In general, nothing beats the experience of playing arcade games when arcades were first growing in popularity across suburban shopping centers. Maybe it is pure nostalgia. Looking back at that time, I guess I had a small sense of what was happening and how important it was. My most memorable single-player experiences involve a whole range of sensations: standing for hours on end in front of the Tempest, Ms. Pac-Man, and Tron machines; feeling hungry and thirsty due to not eating and drinking for hours; growing tired and bleary-eyed from staring at the same colored pixels over and over again; getting hot in an extremely crowded place; getting pushed and shoved accidentally; hearing the same synthetic bleeps and screaming kids; and of course, becoming stressed out by both the game and the thought of losing my place at the machine, where other kids had already lined up their quarters on the glass. Thus, it wasn't just the game (for the most part, Tempest); it was the whole sensory experience and psychological tension that have been burned into my mind.
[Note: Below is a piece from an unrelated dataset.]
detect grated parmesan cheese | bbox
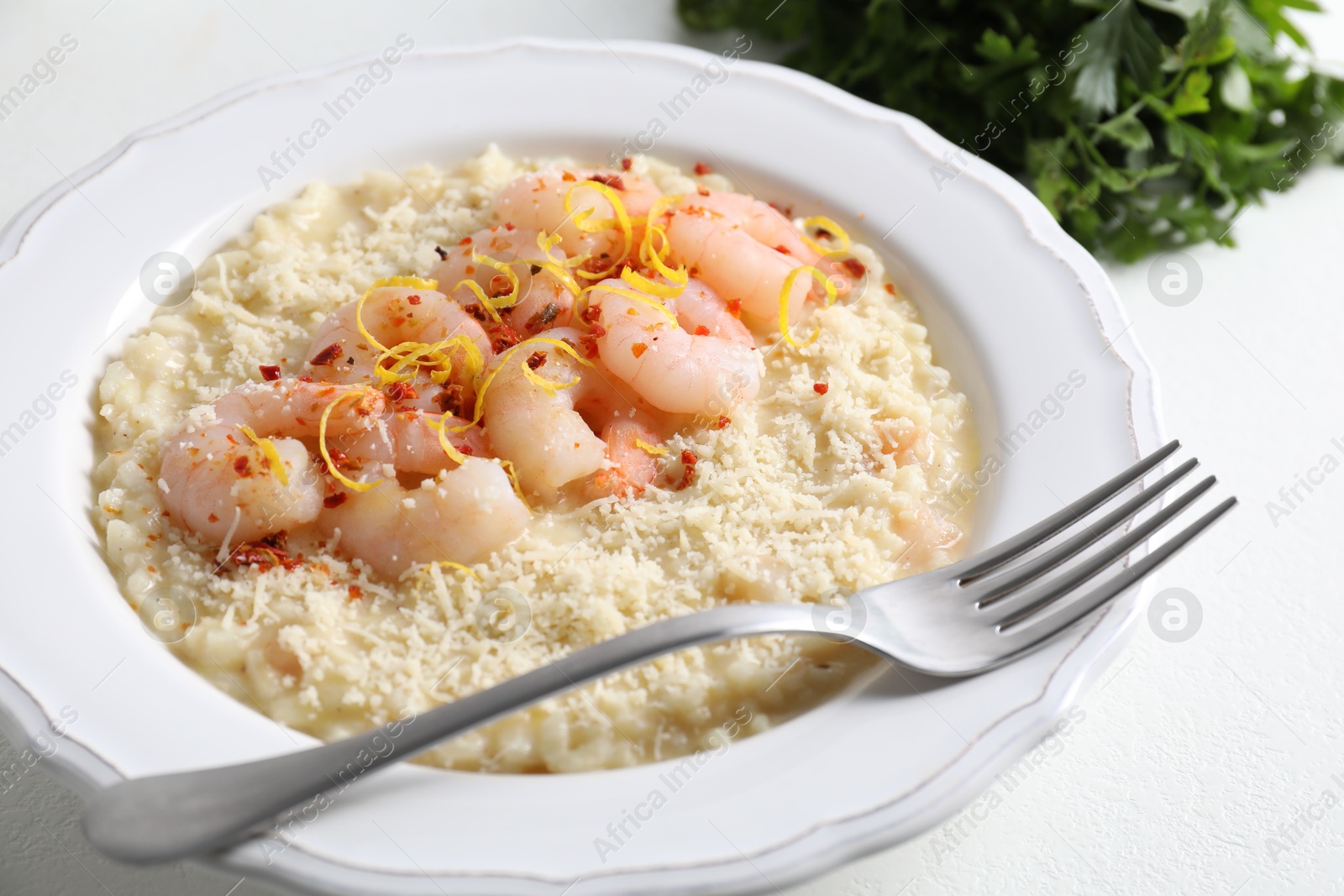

Later, when I began playing games on the home computer, the experience seemed fairly tame and almost boring in comparison to wild arcade living. Seated in a comfortable chair, able to get both food and drink--free food and drink--and all alone with no crowds and no clash of sounds from a hundred machines, I made the transition. One of the most memorable single-player experiences from this time came from playing Marathon.
Marathon was released for the Mac in December 1994, and it was the first-person shooter that launched the independent, young, and small Bungie to greener pastures, which would later include a sequel, Marathon 2, then a third game to complete a trilogy. One of the reasons for which Marathon has stood out in my experience is that it was very much story-driven. Its sci-fi plot and setting were reminiscent of certain themes found in action movies like Aliens, and the game had a lot of interesting twists involving artificial-intelligence characters. And most of all, I can remember being genuinely frightened of things hidden behind corners and doors or in dark places, aliens that would jump at you and attack you. The first-person perspective also immersed me into the gameworld, and it was like playing in a movie. I don't think that I have had the same memorable experience since then--except for Unreal. In one of the very first levels, you had to run down a corridor, and the lights go out around you. A Skaarj comes out of nowhere and jumps you, and the first time I played this level, I panicked in the dark and died. But I'll never forget that scary moment.